If the daily life of Father Thomas King, S.J., is any indication, a typical day for one of Georgetown’s Jesuits is full of prayer, teaching, fellowship and camaraderie.

A member of Georgetown’s Jesuit community and a professor in the theology department since 1968, Father King says his daily routine starts in the wee hours of the morning, at about 1:30 a.m. After leading 11:15 p.m. mass every night except Sunday, he begins each day the way most of us end it – getting some sleep. His wake-up time depends on the time of his first class.

“I’m not an early riser,” King says. “I’ve never been an early riser. Getting up in the morning is my least favorite part [of the day].”

But he manages to get himself up and started by making a “prayer offering of [the] day.” The prayer takes the place of orange juice – this Jesuit hasn’t eaten breakfast in more than two years. He literally begins his day with a little soul food.

Luckily for King, most of his classes are held late in the morning or in the afternoon. He teaches the course “Ways of Spirit and Desire” three times weekly at 11:15 a.m. King also teaches two sections of “The Problem of God,” on Monday and Thursday afternoon and Friday morning and afternoon. Like many students, this Jesuit is often still groggy at the start of his earliest class.

“[In the 9:15 a.m. class] the students seem to say `don’t bother us,'” he says. “[There’s] not much discussion.”

After his first class is over, King has lunch in the Jesuit residence. He holds office hours in the afternoon three times a week. For him, office hours are a time to talk and interact with his current students, as well as catch up with some former ones.

“It’s nice to hear someone coming back with good stories,” he says.

After his last class of the day, King heads home to Wolfington Jesuit Residence for dinner. Although he enjoys the “very good and varied” food that Wolfington serves, he says he sometimes likes to go out to eat Asian food. He enjoys having dinner in the residence, though, because he gets to interact with his fellow Jesuits, and especially his brother, Father William King, S.J., who also lives in the building.

“After dinner, [my brother and I] visit together,” King says. “[We] go over our day.”

To relax, Father King enjoys listening to classical music, especially the piano music of Beethoven and Liszt.

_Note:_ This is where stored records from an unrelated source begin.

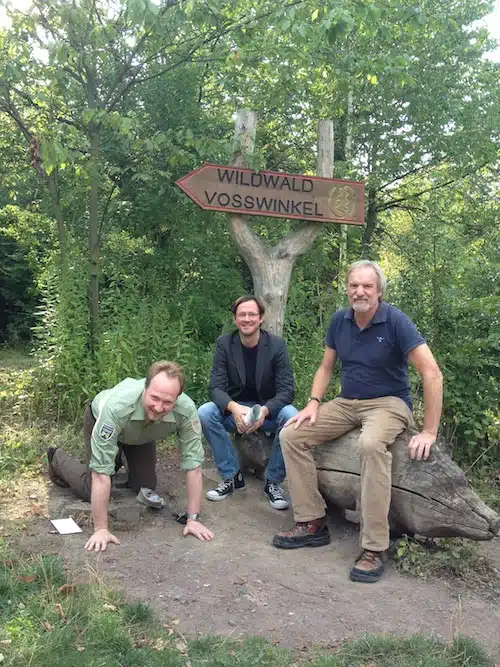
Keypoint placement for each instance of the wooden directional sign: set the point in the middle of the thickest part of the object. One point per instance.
(237, 190)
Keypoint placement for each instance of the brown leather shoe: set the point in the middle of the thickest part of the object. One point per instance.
(313, 533)
(369, 566)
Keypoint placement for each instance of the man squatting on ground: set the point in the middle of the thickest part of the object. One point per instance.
(250, 367)
(130, 418)
(374, 342)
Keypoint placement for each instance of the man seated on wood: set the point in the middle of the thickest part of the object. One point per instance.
(128, 419)
(250, 368)
(374, 342)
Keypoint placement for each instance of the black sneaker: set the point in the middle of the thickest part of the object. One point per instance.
(276, 496)
(53, 476)
(239, 481)
(226, 487)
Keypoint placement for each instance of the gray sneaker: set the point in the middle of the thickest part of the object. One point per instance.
(276, 496)
(150, 498)
(226, 487)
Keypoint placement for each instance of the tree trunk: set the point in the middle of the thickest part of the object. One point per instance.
(371, 225)
(271, 268)
(343, 228)
(61, 229)
(94, 242)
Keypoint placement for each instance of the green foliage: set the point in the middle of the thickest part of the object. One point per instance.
(104, 107)
(443, 271)
(45, 619)
(416, 651)
(453, 558)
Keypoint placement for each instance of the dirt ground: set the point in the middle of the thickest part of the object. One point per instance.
(240, 584)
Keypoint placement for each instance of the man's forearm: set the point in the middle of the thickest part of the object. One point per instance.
(194, 482)
(321, 382)
(433, 401)
(99, 498)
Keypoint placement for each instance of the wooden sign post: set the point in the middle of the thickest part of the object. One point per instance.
(238, 190)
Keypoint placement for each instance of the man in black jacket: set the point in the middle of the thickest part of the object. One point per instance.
(250, 368)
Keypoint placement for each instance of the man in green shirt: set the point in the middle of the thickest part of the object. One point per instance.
(129, 418)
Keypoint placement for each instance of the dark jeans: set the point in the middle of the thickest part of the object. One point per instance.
(141, 463)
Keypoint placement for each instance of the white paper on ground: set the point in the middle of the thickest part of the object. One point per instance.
(65, 526)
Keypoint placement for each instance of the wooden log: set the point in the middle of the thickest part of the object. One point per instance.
(430, 498)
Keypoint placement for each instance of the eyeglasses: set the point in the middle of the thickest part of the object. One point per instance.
(250, 316)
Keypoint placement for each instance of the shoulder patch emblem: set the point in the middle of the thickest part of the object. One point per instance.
(196, 425)
(106, 431)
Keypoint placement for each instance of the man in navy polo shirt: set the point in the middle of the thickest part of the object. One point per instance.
(374, 342)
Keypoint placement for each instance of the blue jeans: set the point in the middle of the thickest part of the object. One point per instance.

But time for rest and relaxation comes in small doses for him, as he has to lead a special mass at 11:15 p.m. on Wednesday nights. King has performed this candlelit mass, which includes the benediction of the Holy Sacrament, to a group of about 20 congregants for more than 30 years.

After mass on Wednesdays, a small reception is held with light refreshments. King explains that students generally stay after mass every night to talk with him and their fellow students.

With the end of mass and his return to the Jesuit residence to go to sleep, King’s day officially comes to a close. But while King concedes that his day “definitely has a routine to it,” he says that spending each day as both a priest and a professor always makes his day interesting.

“I like having the two [identities],” he says.